Nie powiem Misiek był trudnym przeciwnikiem, ale chciałam z nim wygrać. Zawsze chciałam wygrywać. W końcu jak to powiedział kiedyś guru Kadziewicz "Drugi, to jest zawsze pierwszy przegrany i tylko z takim podejściem można osiągnąć jakiś sukces.", więc zawsze walczyłam tylko o najwyższe cele. Takie moje zboczenie zawodowe i moralne.

Pojedynek Gumy z Winiarem się już zakończył, zatriumfowała nasza Ruda Puma, a ja wciąż walczyłam z Kubim. Została nam do wbicia czarna bila, ale mieliśmy ją wbić w przeciwległe łuzy. Także po każdym uderzeniu bila przemieszczała się w niegodne dla każdego ustawienie. Wreszcie pojawiła się dla mnie szansa - Misiek zbyt mocno uderzył i kula potoczyła się o parę centymetrów za daleko. Przymierzyłam i uderzyłam, parę sekund wstrzymanego oddechu i...

- Tak! - wykrzyknęłam gdy czarna bila wtoczyła się do łuzy.

- Nie! - wyrzucił z siebie jednocześnie rozgoryczony Kubi. - Przegrałem z dziewczyną!

- Ej! Kubiak nie zachowuj się jak Bartman! Równouprawnienie mamy!

Misiek zrobił ze mną typowego "miśka" zgniatając moje organy wewnętrzne. Przełknął swoją dumę i stwierdził, że mam dokopać Gumie, bo on nigdy tego nie zrobił. Szykowało się starcie "Rudych Tytanów", jak to określił niezwykle twórczy Kłos.

Najpierw graliśmy z Pawłem na luzie, po jednym, dwóch uderzeniach, ale gdy na stole pozostało 5 bil, oboje mocno się skupiliśmy. Miałam małą przewagę, bo to ja teraz uderzałam. Trafiłam czysto i wykonałam drugie uderzenie. Ostatnia połówka zniknęła w łuzie. Wymierzyłam sobie "na oko" następny strzał i zamknęłam oczy, tuż po nim. Rozległ się hałas!
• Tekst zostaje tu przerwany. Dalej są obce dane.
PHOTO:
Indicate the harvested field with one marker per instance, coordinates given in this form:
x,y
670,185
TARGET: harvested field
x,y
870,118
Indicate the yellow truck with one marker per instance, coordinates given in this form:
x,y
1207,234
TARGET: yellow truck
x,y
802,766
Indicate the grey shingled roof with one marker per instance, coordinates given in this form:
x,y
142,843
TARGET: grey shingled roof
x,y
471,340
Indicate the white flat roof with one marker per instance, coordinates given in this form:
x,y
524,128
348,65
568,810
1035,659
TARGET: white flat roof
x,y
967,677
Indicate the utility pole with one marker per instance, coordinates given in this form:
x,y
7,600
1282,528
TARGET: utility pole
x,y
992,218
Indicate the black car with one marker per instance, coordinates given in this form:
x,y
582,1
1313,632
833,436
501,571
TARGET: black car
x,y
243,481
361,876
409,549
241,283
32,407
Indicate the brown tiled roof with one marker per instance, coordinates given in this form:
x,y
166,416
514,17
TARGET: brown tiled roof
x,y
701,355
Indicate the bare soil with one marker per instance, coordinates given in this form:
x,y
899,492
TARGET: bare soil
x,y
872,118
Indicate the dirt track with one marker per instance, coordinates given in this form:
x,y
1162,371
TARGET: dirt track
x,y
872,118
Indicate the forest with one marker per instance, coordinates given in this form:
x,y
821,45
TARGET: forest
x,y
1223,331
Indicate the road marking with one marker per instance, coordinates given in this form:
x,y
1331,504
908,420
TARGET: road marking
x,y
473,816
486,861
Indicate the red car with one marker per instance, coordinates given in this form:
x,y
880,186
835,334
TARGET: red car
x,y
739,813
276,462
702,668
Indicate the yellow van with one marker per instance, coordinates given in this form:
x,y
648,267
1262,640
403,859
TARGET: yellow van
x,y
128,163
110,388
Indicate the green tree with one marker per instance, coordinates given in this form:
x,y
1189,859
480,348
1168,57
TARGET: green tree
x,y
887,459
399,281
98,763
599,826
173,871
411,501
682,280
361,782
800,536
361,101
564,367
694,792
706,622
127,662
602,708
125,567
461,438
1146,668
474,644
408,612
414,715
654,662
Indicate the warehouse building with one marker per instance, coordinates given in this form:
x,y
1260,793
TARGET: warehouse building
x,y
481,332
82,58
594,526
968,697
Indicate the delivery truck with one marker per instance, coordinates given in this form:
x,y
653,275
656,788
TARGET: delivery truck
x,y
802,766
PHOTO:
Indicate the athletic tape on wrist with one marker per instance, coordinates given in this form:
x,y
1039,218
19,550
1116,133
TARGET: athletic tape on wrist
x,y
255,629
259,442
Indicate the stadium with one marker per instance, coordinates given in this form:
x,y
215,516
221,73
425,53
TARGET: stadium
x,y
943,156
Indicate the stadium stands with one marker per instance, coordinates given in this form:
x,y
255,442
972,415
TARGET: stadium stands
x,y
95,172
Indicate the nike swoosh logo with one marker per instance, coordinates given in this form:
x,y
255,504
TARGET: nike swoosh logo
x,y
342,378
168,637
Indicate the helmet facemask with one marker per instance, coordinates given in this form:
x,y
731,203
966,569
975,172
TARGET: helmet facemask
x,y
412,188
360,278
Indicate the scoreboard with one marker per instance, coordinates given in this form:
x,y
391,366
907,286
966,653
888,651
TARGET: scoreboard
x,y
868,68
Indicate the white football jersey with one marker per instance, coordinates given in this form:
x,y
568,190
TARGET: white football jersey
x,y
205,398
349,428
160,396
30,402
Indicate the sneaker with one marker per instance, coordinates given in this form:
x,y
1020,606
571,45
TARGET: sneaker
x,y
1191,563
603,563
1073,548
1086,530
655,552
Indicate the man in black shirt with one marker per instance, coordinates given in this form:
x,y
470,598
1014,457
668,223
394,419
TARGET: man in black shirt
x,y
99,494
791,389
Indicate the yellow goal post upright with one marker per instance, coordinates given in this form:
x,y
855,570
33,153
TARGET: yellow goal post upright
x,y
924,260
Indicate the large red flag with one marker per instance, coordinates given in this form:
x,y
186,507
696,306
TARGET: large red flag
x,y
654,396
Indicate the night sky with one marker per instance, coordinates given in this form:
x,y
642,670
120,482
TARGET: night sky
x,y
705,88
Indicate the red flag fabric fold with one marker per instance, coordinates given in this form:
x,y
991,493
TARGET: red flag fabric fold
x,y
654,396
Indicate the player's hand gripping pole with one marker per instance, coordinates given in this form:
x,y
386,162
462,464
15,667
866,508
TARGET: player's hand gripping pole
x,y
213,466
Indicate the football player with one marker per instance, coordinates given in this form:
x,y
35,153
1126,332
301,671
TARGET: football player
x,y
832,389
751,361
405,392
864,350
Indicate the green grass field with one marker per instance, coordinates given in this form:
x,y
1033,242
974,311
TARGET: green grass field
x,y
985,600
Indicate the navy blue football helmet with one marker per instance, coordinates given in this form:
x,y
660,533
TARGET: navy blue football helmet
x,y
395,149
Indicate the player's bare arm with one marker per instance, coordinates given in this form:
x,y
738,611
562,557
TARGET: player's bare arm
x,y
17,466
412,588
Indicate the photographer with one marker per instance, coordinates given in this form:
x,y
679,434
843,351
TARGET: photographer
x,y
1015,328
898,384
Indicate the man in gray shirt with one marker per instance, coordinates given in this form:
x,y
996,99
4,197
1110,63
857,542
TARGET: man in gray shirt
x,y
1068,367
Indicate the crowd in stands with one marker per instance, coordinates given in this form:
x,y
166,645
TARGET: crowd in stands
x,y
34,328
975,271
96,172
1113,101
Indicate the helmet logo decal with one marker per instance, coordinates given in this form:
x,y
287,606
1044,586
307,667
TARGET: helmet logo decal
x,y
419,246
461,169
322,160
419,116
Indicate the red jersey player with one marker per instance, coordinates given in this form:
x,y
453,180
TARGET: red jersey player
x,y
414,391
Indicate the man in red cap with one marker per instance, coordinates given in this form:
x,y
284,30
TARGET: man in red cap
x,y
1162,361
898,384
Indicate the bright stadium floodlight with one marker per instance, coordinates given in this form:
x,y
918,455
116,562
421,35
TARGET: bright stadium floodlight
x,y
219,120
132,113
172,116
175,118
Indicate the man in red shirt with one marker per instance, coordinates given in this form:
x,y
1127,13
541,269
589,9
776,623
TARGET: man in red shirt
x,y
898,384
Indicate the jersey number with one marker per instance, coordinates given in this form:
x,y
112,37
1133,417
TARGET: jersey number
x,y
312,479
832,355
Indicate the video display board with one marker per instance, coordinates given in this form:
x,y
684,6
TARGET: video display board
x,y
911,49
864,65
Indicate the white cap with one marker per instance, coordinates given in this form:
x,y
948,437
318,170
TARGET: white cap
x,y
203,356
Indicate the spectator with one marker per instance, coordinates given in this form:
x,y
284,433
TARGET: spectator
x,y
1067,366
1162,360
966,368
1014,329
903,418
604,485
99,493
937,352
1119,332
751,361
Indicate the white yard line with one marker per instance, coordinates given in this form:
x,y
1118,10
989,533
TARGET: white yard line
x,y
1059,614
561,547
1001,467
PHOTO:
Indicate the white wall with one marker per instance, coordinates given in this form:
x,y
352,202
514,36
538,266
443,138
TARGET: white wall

- No, no, no, gratulacje! - usłyszałam tuż obok siebie głos Pumy. - Postawiłaś mnie ostatnio na nogi, więc wybaczę ci zdetronizowanie mnie z tronu Mistrza. Ale tylko ten jeden raz! - ostrzegł żartobliwie.

Dawno mi się tak fajnie nie grało. Dobry sprzęt, wyśmienite towarzystwo i znakomite umiejętności zagwarantowały świetną rozrywkę. Byłam zadowolona, że w pewnych rzeczach mogę być tą najlepszą. Taki kompleks z młodzieńczych lat. Nigdy nie wierzyłam w siebie, dopóki Karol nie popracował nad moją psychiką i pewnością siebie. Teraz byłam pewna swoich zdolności i wierzyłam mocno w to, że zawsze mogę coś osiągnąć. To był poniekąd klucz do moich sukcesów.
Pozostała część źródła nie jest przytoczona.